The Chemical Facility Anti-Terrorism Standards (CFATS) regulations classifies facilities in tiers of risk based upon the quantities and types of 325 chemicals that might be used in terrorism—mainly mass destruction for causing large numbers of deaths.
Greg Handke, chemical security inspector with the DHS, in talking about CFATS last summer, said that since it is a self-identification program, the first thing a retailer takes a look at is these 325 chemicals and then looks at whether any of the companies’ facility has any of the chemicals at the volumes, including mixtures or concentrations, outlined by the program.
Handke provided rough numbers of between 40,000 and 50,000 companies that have filed Top-Screen, Security Vulnerability Assessments.
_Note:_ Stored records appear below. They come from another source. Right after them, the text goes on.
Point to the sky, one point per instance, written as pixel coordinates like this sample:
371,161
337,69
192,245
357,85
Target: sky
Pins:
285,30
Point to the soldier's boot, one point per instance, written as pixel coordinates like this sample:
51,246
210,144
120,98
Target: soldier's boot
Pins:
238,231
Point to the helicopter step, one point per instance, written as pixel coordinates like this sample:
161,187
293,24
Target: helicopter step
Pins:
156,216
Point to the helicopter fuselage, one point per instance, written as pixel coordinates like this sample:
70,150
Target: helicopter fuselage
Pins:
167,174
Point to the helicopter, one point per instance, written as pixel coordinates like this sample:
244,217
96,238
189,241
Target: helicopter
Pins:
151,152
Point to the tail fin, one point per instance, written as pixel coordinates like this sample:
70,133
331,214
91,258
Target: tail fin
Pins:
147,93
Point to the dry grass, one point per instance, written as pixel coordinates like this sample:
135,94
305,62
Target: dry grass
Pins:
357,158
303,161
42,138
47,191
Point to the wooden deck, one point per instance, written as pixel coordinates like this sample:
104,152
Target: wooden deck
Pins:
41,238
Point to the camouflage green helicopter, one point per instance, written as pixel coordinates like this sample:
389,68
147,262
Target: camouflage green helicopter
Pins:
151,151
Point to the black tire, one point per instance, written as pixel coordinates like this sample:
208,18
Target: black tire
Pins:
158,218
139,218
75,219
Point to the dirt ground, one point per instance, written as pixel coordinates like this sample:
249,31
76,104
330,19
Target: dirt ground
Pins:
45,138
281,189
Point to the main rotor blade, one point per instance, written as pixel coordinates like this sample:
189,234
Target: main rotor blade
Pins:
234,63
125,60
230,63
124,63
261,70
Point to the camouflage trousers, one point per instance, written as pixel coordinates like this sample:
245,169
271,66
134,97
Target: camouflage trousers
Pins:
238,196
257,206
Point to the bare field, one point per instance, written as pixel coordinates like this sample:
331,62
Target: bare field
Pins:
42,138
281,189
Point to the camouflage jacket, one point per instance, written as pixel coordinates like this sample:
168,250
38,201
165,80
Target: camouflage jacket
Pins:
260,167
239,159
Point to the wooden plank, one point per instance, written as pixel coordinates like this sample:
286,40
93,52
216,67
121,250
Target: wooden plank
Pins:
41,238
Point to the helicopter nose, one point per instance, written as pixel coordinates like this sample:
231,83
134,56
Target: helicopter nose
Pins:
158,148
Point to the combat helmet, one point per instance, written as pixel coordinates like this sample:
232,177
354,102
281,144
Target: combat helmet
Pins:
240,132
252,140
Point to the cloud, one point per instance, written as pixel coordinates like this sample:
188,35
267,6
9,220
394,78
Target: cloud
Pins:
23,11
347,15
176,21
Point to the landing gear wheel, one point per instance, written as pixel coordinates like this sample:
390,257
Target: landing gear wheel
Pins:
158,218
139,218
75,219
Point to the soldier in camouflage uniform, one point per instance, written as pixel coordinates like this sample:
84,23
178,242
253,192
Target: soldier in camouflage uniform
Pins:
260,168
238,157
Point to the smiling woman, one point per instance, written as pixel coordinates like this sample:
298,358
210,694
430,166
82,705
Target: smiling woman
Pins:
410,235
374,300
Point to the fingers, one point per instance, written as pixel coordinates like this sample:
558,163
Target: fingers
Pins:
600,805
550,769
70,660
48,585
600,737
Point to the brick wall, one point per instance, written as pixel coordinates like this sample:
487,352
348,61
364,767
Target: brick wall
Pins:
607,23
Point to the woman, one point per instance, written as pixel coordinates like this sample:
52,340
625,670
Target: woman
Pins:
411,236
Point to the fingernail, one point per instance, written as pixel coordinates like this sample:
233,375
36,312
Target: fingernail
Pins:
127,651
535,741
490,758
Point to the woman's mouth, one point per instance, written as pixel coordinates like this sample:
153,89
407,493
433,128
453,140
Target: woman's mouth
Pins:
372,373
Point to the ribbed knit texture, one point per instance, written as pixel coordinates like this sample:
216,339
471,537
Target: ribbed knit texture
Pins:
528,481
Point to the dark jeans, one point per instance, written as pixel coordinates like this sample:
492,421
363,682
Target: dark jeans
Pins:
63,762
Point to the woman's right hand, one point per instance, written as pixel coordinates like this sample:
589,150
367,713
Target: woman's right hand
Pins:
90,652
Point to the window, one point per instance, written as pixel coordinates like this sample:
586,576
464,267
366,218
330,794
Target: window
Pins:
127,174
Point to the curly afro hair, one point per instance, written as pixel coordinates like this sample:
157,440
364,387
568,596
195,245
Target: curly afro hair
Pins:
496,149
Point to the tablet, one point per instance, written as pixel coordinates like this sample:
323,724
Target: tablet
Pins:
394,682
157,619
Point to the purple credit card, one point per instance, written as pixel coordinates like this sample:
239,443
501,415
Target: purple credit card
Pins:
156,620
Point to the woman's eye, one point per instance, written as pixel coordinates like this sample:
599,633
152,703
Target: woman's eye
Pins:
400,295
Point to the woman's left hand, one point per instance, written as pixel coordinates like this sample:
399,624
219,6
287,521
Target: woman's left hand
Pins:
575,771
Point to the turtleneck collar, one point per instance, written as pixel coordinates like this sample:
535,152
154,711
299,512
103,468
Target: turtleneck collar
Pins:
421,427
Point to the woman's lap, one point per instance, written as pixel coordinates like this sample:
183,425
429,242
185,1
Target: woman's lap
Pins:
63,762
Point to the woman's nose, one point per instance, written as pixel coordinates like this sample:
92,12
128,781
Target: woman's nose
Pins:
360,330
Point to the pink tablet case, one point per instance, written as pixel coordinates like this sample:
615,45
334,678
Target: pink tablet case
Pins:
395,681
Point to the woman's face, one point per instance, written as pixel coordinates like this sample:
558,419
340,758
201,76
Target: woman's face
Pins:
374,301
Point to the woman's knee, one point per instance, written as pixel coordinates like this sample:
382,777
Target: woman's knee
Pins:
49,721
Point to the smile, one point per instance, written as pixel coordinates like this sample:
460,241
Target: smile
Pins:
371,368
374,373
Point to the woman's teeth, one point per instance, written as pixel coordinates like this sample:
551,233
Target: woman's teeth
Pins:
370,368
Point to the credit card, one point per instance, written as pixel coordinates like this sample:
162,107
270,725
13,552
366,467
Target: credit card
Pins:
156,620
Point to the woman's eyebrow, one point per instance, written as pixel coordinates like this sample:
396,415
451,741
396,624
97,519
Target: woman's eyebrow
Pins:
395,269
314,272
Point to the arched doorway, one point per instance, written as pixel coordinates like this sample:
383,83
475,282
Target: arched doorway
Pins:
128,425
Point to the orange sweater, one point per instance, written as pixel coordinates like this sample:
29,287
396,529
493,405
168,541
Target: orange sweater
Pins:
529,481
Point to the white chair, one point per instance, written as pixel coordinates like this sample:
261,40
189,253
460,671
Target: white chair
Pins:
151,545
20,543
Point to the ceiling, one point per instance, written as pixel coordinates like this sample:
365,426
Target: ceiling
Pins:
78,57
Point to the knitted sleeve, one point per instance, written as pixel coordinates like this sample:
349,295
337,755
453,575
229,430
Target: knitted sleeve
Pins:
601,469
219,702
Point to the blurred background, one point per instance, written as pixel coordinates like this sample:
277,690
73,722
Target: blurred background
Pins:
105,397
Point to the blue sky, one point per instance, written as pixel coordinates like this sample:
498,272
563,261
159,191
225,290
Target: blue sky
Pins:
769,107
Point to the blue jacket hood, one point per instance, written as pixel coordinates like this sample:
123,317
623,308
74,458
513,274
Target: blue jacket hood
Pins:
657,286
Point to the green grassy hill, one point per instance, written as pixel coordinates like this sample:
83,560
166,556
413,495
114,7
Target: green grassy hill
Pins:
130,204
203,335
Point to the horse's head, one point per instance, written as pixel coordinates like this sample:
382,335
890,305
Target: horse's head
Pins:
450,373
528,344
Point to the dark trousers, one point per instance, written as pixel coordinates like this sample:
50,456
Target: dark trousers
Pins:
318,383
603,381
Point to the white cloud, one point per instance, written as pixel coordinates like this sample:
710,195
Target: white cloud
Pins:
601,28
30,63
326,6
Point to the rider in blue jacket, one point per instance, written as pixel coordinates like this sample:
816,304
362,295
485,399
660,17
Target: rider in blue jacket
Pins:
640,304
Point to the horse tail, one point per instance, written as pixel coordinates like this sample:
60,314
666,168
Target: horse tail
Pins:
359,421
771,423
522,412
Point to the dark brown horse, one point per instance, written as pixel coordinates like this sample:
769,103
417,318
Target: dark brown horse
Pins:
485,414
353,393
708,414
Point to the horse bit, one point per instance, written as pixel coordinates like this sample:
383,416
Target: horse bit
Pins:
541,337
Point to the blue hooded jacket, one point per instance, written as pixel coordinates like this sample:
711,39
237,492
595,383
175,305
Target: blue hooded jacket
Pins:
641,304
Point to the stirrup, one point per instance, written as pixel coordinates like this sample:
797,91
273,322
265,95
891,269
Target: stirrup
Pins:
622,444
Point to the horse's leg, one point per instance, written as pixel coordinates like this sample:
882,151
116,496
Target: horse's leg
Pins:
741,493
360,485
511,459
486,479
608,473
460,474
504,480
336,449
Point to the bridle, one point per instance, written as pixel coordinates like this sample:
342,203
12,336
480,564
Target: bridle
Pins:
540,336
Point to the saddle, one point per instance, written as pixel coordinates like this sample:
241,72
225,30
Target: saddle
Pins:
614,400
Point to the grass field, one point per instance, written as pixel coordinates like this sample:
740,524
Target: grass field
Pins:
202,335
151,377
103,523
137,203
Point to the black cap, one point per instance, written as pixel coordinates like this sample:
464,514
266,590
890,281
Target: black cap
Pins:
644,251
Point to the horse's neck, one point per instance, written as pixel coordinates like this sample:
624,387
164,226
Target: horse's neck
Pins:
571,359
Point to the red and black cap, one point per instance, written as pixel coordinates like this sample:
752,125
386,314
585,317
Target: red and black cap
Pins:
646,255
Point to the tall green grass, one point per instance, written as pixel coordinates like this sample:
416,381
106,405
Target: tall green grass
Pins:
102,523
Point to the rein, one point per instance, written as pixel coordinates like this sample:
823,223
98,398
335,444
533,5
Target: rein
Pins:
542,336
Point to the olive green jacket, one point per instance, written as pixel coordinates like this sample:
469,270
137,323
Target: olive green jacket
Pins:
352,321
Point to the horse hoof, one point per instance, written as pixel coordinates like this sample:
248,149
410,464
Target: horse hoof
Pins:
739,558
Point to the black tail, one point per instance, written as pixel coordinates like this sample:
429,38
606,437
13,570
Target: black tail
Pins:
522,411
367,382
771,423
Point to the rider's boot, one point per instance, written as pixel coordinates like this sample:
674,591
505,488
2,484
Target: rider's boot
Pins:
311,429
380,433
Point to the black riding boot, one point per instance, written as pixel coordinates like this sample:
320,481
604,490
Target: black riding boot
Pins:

Of those original numbers, approximately 4,400 facilities were found to be handling the chemicals of concern (COI) in volumes to rank them as high risk and having to meet applicable risk-based performance standards (RBPS). As companies’ volumes of COI being handled and sold go up or down for the future, new Top-Screens are expected to be filed to either take a company out of the high-risk tier or put them into that tier.
As one of the COI, ammonium nitrate is receiving its own special attention as one of the easiest products to use for bomb making. Special regulations on handling this fertilizer are separate. The “Secure Handling of Ammonium Nitrate” statutory authority is to counter the use of ammonium nitrate for an act of terrorism:
“Those regulations really look, for lack of a word, like a know-your-customer kind of activity. When I read the registry of ammonium nitrate handler requirements it is a Top-Screen similar to CFATS,” Handke said.
“Inventory control and know-your-customer work together for unregulated or regulated (high-risk) facilities,” Handke said. Facilities maintaining records for two or three years are typical today. “It is typical for companies from the perspective of even small companies having inventory control measures and repeat customer records.”